Litcham
Litcham is mentioned in the Doomsday Book under the name Licham, Lecham or Leccham as 'a Market Town in the centre of Norfolk'. Other known spellings are Lucham, Lycham, Luychesham to mention but a few.
Edward I granted Litcham the right to hold a weekly market, but it did not thrive and had ceased by 1836. However it has left its mark on the layout of Litcham and is probably the reason why Church Street widens out so dramatically just below All Saints Church.
In Elizabethan times the village was the centre of the local tanning industry. The Collinson and Hallcott families made considerable fortunes and became country squires. The Hallcotts were local benefactors, building almshouses and paying for a church bell. Matthew Hallcott is shown on the village sign with his tanning equipment.
In 1831 its population reached 771, more than a third of these were agricultural workers.

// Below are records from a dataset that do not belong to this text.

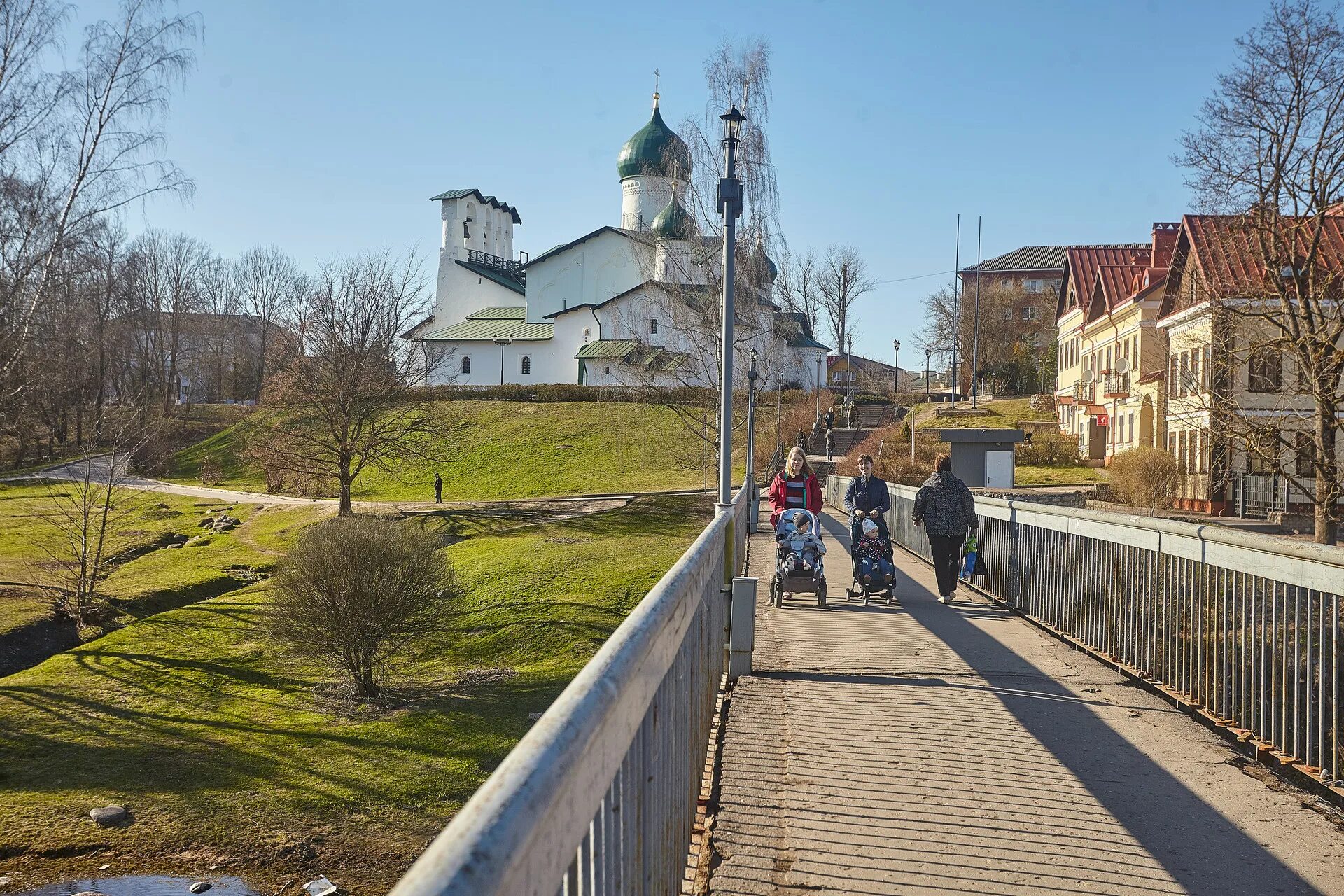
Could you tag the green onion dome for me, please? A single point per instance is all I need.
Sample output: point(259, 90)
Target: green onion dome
point(673, 222)
point(655, 149)
point(765, 265)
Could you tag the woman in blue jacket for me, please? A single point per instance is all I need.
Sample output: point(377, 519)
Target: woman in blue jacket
point(867, 498)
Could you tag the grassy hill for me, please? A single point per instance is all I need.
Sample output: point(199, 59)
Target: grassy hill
point(493, 450)
point(222, 747)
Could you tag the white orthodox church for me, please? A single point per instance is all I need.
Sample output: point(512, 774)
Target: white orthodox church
point(625, 304)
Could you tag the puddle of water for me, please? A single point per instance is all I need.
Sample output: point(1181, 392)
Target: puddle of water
point(144, 886)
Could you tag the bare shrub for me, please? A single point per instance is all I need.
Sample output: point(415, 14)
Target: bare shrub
point(1145, 477)
point(890, 449)
point(359, 594)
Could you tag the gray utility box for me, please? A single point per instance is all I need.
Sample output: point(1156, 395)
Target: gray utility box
point(984, 458)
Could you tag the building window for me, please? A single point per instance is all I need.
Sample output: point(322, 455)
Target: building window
point(1265, 371)
point(1304, 463)
point(1262, 454)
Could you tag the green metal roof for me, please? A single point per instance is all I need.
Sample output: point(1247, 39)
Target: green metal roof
point(491, 323)
point(673, 222)
point(615, 349)
point(655, 149)
point(482, 198)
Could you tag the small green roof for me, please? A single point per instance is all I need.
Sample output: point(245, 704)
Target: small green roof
point(616, 349)
point(491, 323)
point(655, 149)
point(673, 222)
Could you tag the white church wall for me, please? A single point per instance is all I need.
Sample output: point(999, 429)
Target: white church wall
point(484, 360)
point(589, 273)
point(643, 199)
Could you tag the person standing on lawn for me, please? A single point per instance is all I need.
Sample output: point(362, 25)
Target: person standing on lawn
point(945, 507)
point(866, 498)
point(794, 485)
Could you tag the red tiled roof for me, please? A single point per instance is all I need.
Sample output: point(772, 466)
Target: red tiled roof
point(1228, 255)
point(1082, 265)
point(1116, 284)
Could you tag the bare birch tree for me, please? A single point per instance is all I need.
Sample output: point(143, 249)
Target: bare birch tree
point(349, 400)
point(841, 281)
point(80, 144)
point(272, 286)
point(1268, 156)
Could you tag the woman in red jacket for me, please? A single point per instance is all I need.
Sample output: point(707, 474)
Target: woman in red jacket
point(794, 485)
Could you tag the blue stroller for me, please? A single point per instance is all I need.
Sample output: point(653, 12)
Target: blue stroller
point(788, 577)
point(873, 589)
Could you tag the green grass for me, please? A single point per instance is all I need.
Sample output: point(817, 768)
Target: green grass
point(217, 745)
point(492, 450)
point(1058, 476)
point(155, 577)
point(1003, 414)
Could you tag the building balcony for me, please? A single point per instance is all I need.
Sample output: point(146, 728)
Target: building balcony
point(1116, 386)
point(486, 260)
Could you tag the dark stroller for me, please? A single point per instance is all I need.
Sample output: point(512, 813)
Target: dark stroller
point(873, 589)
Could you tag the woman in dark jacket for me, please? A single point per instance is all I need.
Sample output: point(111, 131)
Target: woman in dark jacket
point(794, 485)
point(945, 507)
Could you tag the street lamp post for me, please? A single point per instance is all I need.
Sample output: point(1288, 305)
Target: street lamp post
point(753, 492)
point(895, 374)
point(730, 207)
point(927, 368)
point(822, 360)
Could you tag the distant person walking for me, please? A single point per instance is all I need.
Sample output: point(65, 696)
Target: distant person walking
point(794, 485)
point(945, 507)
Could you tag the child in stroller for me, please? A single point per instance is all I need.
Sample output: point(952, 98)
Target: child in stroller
point(799, 550)
point(874, 568)
point(800, 546)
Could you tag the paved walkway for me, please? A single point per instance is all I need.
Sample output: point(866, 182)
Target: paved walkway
point(927, 748)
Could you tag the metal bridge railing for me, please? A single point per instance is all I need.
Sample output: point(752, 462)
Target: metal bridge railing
point(1245, 628)
point(600, 797)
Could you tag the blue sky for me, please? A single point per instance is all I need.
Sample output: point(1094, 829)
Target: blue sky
point(324, 127)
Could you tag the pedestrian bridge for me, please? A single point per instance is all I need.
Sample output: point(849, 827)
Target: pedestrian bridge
point(1038, 736)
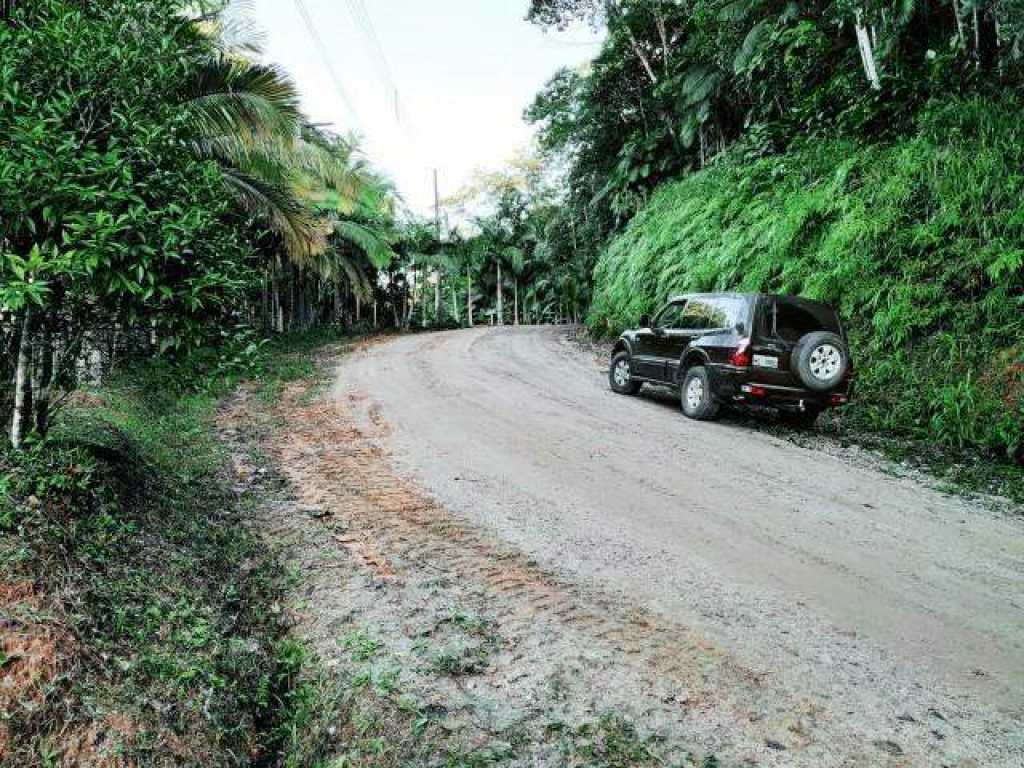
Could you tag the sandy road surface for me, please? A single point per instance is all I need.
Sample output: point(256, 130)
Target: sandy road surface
point(893, 612)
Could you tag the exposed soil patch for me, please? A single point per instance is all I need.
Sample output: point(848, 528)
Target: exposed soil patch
point(493, 654)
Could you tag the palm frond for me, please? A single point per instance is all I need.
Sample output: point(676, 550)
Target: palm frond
point(375, 247)
point(276, 205)
point(247, 101)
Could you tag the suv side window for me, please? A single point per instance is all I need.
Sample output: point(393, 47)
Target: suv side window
point(669, 317)
point(699, 314)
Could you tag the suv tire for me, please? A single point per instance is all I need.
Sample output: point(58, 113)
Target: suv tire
point(695, 394)
point(820, 359)
point(620, 377)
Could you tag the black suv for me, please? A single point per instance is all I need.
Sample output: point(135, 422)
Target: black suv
point(739, 349)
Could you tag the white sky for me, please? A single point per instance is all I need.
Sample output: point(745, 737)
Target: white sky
point(465, 71)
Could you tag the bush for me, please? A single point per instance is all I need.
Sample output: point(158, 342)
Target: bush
point(920, 244)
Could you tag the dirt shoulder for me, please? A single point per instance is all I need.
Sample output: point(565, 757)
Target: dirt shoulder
point(456, 637)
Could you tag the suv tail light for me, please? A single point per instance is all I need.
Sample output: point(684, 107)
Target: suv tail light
point(741, 357)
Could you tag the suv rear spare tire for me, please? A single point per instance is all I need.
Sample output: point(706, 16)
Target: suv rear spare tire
point(820, 359)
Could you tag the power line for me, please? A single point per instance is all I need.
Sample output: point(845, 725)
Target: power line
point(372, 42)
point(326, 58)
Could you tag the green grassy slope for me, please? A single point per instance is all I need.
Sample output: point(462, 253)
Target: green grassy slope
point(141, 621)
point(921, 245)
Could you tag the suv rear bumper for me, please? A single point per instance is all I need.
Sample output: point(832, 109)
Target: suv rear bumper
point(739, 386)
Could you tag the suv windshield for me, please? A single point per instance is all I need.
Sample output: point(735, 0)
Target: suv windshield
point(792, 318)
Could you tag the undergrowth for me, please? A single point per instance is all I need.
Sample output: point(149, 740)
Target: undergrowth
point(141, 620)
point(920, 244)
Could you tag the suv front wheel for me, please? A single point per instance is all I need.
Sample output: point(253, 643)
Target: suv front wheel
point(697, 399)
point(620, 376)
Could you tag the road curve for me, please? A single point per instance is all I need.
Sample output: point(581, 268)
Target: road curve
point(885, 600)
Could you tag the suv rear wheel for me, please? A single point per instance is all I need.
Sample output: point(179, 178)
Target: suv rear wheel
point(620, 376)
point(820, 360)
point(694, 393)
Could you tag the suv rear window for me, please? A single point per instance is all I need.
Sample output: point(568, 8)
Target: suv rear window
point(790, 320)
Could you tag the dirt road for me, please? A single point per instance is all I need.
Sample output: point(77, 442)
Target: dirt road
point(819, 605)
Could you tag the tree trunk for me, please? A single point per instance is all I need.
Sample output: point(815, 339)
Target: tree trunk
point(437, 296)
point(866, 53)
point(45, 382)
point(423, 302)
point(23, 382)
point(501, 313)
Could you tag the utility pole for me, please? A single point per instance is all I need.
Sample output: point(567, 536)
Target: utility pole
point(437, 272)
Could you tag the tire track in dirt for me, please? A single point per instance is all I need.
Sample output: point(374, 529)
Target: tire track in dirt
point(332, 454)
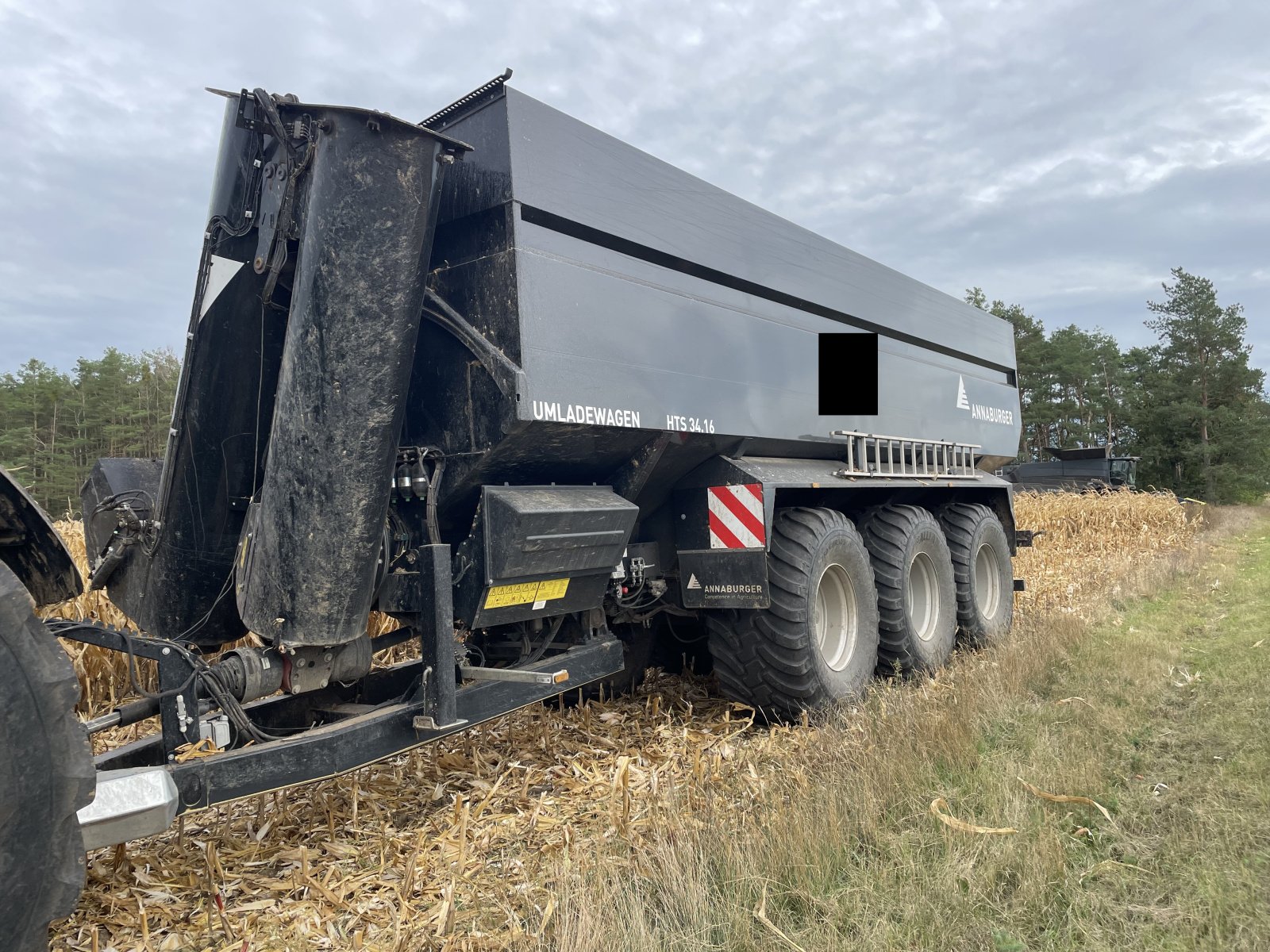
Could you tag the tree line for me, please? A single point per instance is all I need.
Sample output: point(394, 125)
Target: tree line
point(1191, 405)
point(54, 425)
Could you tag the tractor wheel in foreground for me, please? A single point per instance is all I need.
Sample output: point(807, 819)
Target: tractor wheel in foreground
point(984, 575)
point(818, 641)
point(916, 590)
point(46, 774)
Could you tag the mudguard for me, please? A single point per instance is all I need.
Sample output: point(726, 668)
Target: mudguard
point(32, 549)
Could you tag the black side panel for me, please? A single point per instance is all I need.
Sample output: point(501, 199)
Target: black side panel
point(32, 549)
point(215, 455)
point(308, 569)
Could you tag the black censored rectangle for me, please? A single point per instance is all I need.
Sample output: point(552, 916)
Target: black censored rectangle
point(849, 374)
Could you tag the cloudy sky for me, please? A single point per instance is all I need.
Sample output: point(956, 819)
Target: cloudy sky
point(1060, 154)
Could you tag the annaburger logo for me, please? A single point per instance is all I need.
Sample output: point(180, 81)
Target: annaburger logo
point(988, 414)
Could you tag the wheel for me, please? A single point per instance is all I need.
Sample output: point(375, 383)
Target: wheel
point(818, 641)
point(984, 575)
point(46, 774)
point(916, 590)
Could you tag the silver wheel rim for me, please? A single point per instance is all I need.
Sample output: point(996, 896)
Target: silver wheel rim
point(922, 597)
point(835, 617)
point(986, 581)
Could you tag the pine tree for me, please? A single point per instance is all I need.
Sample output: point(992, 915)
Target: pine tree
point(1202, 416)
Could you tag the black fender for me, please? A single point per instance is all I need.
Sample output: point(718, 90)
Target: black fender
point(32, 549)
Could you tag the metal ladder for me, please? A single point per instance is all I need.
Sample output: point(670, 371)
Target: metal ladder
point(872, 455)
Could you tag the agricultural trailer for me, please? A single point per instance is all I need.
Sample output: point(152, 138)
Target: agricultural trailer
point(1075, 470)
point(545, 400)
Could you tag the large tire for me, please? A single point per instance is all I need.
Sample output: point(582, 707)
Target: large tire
point(916, 589)
point(983, 571)
point(46, 774)
point(817, 644)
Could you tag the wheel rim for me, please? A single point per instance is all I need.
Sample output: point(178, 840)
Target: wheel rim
point(922, 597)
point(987, 582)
point(836, 617)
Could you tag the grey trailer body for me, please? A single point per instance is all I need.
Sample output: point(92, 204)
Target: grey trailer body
point(647, 298)
point(549, 403)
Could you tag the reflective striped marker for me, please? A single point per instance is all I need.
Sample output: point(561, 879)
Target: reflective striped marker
point(737, 517)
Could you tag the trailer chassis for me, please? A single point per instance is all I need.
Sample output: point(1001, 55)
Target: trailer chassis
point(145, 785)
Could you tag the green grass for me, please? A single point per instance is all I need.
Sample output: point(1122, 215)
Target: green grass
point(1160, 714)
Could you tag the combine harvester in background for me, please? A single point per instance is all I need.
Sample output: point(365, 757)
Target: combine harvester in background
point(1076, 471)
point(533, 393)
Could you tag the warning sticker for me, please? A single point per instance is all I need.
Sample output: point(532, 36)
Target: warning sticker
point(537, 593)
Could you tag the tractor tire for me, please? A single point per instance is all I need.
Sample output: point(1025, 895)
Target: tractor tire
point(817, 644)
point(983, 571)
point(916, 588)
point(46, 774)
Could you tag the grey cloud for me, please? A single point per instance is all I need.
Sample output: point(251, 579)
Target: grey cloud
point(1064, 155)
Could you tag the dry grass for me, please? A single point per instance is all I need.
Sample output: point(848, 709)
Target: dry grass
point(656, 822)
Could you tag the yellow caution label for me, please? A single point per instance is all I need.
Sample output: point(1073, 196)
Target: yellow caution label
point(552, 589)
point(526, 593)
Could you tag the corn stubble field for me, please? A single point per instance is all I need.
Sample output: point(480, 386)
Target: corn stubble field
point(664, 820)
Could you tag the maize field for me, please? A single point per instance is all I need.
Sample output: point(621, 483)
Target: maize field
point(475, 842)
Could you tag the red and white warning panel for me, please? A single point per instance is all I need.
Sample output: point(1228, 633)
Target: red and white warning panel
point(737, 517)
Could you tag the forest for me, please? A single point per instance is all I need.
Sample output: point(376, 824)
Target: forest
point(1191, 405)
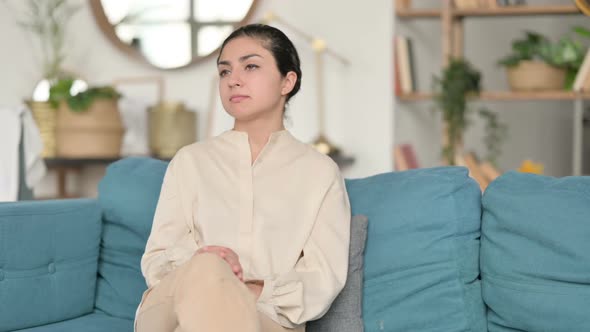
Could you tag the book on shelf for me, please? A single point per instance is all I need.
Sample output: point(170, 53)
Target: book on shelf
point(473, 4)
point(404, 76)
point(404, 157)
point(402, 4)
point(582, 80)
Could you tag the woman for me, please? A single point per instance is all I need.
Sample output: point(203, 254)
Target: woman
point(251, 229)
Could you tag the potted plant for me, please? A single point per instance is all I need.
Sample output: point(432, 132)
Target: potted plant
point(536, 63)
point(47, 20)
point(458, 83)
point(88, 123)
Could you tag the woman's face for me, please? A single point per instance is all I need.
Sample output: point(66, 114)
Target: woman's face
point(250, 84)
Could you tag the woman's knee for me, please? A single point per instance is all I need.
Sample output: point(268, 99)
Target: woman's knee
point(207, 267)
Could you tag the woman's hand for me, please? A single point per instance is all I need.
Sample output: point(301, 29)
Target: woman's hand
point(228, 255)
point(255, 287)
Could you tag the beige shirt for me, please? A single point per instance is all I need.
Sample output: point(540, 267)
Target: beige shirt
point(291, 200)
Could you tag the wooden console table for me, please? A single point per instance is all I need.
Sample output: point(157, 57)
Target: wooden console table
point(64, 165)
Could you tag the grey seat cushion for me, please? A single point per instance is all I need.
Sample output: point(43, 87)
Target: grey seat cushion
point(345, 314)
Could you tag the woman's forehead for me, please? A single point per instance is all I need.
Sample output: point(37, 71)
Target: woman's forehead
point(242, 47)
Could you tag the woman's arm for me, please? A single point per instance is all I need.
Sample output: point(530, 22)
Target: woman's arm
point(306, 292)
point(171, 241)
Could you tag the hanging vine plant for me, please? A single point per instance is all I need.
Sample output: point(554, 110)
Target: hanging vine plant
point(458, 84)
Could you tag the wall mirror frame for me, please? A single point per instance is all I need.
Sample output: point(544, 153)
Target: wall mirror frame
point(105, 25)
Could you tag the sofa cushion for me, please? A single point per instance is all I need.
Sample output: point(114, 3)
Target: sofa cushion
point(345, 314)
point(48, 261)
point(95, 322)
point(535, 249)
point(128, 195)
point(421, 259)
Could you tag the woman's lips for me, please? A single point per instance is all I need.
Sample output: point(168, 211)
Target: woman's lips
point(237, 98)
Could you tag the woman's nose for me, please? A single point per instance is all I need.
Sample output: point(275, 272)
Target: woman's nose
point(234, 80)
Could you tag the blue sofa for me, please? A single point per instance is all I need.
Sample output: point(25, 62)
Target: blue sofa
point(439, 255)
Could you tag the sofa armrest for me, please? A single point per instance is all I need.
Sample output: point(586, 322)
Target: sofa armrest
point(48, 261)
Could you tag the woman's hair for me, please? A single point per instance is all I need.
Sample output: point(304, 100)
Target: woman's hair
point(278, 44)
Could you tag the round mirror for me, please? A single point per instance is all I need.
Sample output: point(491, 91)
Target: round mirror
point(170, 34)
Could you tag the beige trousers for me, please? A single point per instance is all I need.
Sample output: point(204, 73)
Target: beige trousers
point(203, 295)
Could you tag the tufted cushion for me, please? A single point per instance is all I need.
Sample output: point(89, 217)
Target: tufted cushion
point(94, 322)
point(48, 261)
point(421, 259)
point(128, 195)
point(535, 257)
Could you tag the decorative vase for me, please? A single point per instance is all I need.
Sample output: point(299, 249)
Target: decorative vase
point(94, 133)
point(536, 76)
point(172, 126)
point(46, 119)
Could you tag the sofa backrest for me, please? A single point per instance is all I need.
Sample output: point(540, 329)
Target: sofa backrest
point(535, 253)
point(128, 195)
point(421, 260)
point(48, 259)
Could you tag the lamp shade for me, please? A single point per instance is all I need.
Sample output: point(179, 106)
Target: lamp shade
point(584, 6)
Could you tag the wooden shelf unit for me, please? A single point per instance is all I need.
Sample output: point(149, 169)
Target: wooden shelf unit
point(506, 96)
point(452, 35)
point(500, 11)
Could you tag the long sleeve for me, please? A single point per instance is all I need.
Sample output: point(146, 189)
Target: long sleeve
point(171, 241)
point(306, 292)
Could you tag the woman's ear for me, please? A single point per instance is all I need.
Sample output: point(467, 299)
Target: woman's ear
point(288, 83)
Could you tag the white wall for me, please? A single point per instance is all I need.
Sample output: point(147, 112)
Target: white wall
point(538, 130)
point(358, 97)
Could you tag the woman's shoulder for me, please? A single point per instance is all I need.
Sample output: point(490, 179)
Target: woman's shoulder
point(319, 162)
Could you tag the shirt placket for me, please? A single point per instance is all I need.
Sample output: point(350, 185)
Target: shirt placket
point(246, 206)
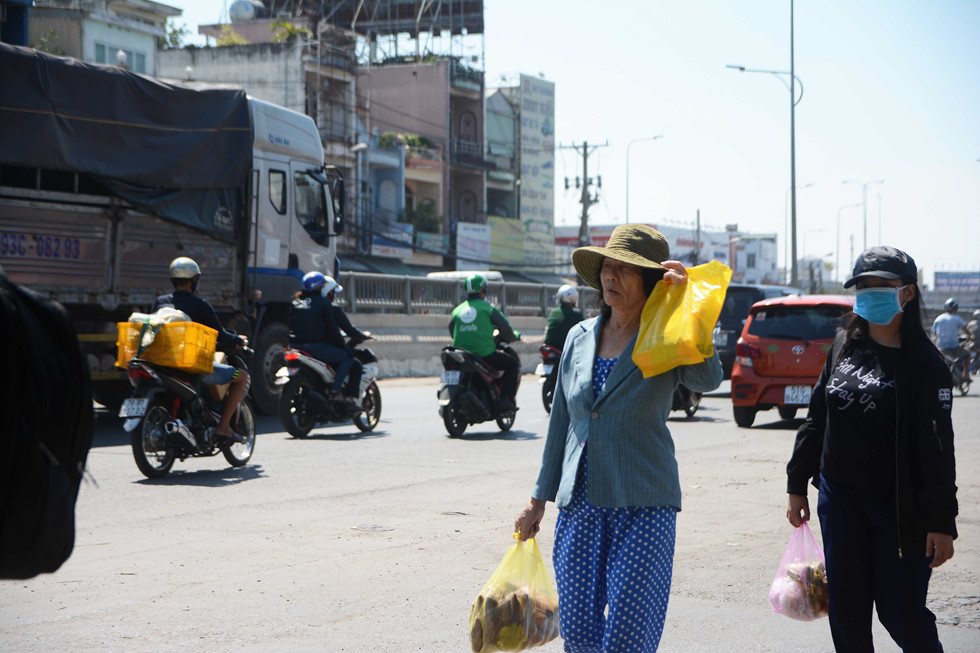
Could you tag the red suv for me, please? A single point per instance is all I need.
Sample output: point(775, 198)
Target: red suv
point(781, 351)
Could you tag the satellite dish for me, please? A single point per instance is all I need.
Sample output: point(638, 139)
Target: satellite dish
point(244, 11)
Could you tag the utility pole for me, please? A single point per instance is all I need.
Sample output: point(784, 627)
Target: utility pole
point(587, 199)
point(697, 240)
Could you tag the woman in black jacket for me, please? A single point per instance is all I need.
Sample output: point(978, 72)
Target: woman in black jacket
point(878, 443)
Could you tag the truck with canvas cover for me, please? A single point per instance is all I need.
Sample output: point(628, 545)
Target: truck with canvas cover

In 1977 it was designated a conservation village and boasts eleven listed buildings plus a church and priory that date back to the 12th century. The village sits astride a major crossroads of country lanes, the most important of which is the B1145 which stretches between King's Lynn and Norwich and was once the King's Lynn – Norwich – Great Yarmouth stagecoach route. Horses would have been changed at the 17th-century Inn, which also served as the local law court until the late 18th century. On the green in front of the Inn there once stood a row of old cottages and a chapel, which were demolished in 1968. The route out of the village on the B1145 towards Mileham passes 'Fourways', a toll house until 1912 and now home to the village museum run by the Litcham Historical Society.